VCÖ: Begegnungszonen gibt es bereits in allen Bundesländern

VCÖ (Wien, 11. Februar 2015) – Der VCÖ sieht den Vorschlag von Bezirksvorsteherin Ursula Stenzel, den 1. Bezirk zur Begegnungszone zu machen, als positiv. Seit zwei Jahren ist die Begegnungszone in der StVO verankert. Der VCÖ weist darauf hin, dass es bereits in allen Bundesländern Begegnungszonen gibt. Im Unterschied zu Fußgängerzonen dürfen in Begegnungszonen auch Fahrzeuge fahren.
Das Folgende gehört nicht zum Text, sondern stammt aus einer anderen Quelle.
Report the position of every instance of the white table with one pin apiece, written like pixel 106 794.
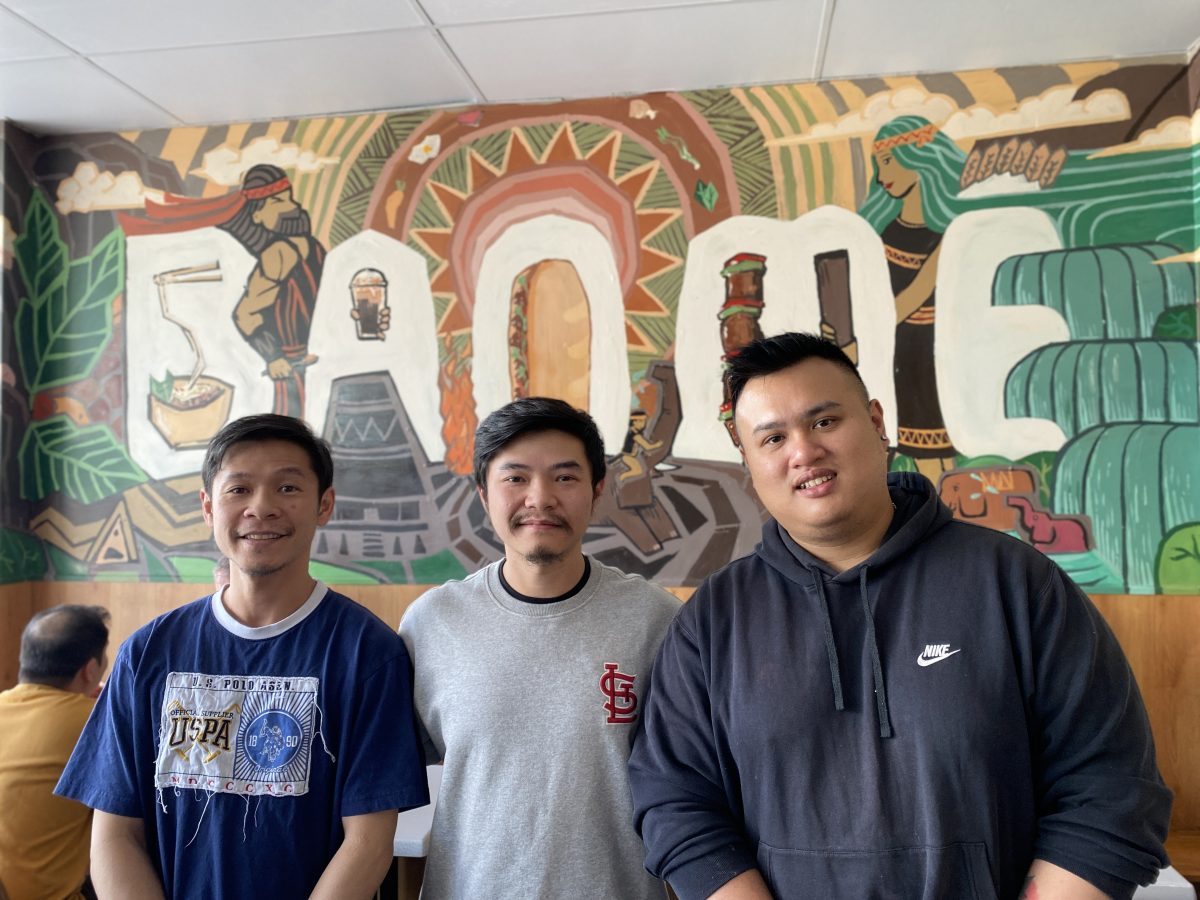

Es gilt Tempolimit 20. Parken ist nur auf gekennzeichneten Parkflächen erlaubt.

„Der Vorschlag von Bezirksvorsteherin Ursula Stenzel, den 1. Bezirk mit Ausnahme der bestehenden Fußgängerzonen und einzelner Straßen zur Gänze zur Begegnungszone zu machen, ist zu begrüßen. Begegnungszonen erhöhen die Aufmerksamkeit im Straßenverkehr und fördern auch die Rücksichtnahme und das Miteinander“, stellt VCÖ-Experte Mag. Markus Gansterer fest.

In der Begegnungszone ist ein Durchfahren mit 20 km/h erlaubt, in Ausnahmefällen gibt es auch Begegnungszonen mit Tempo 30.  Das Besondere an der Begegnungszone ist, dass sie weitgehend ohne Verkehrszeichen auskommt und auf den Prinzipien der Aufmerksamkeit und der gegenseitigen Rücksichtnahme basiert. Sie hat sich aus dem „Shared Space“ des holländischen Verkehrsplaners Hans Mondermann entwickelt. „Mangelnde Aufmerksamkeit und Rücksichtslosigkeit ist im Straßenverkehr ein großes Problem. Die Begegnungszone fördert das rücksichtsvolle Miteinander. Es wird Augenkontakt gesucht und auf das Verhalten anderer geachtet. Das wirkt sich wiederum positiv auf die Verkehrssicherheit aus“, erläutert VCÖ-Experte Gansterer.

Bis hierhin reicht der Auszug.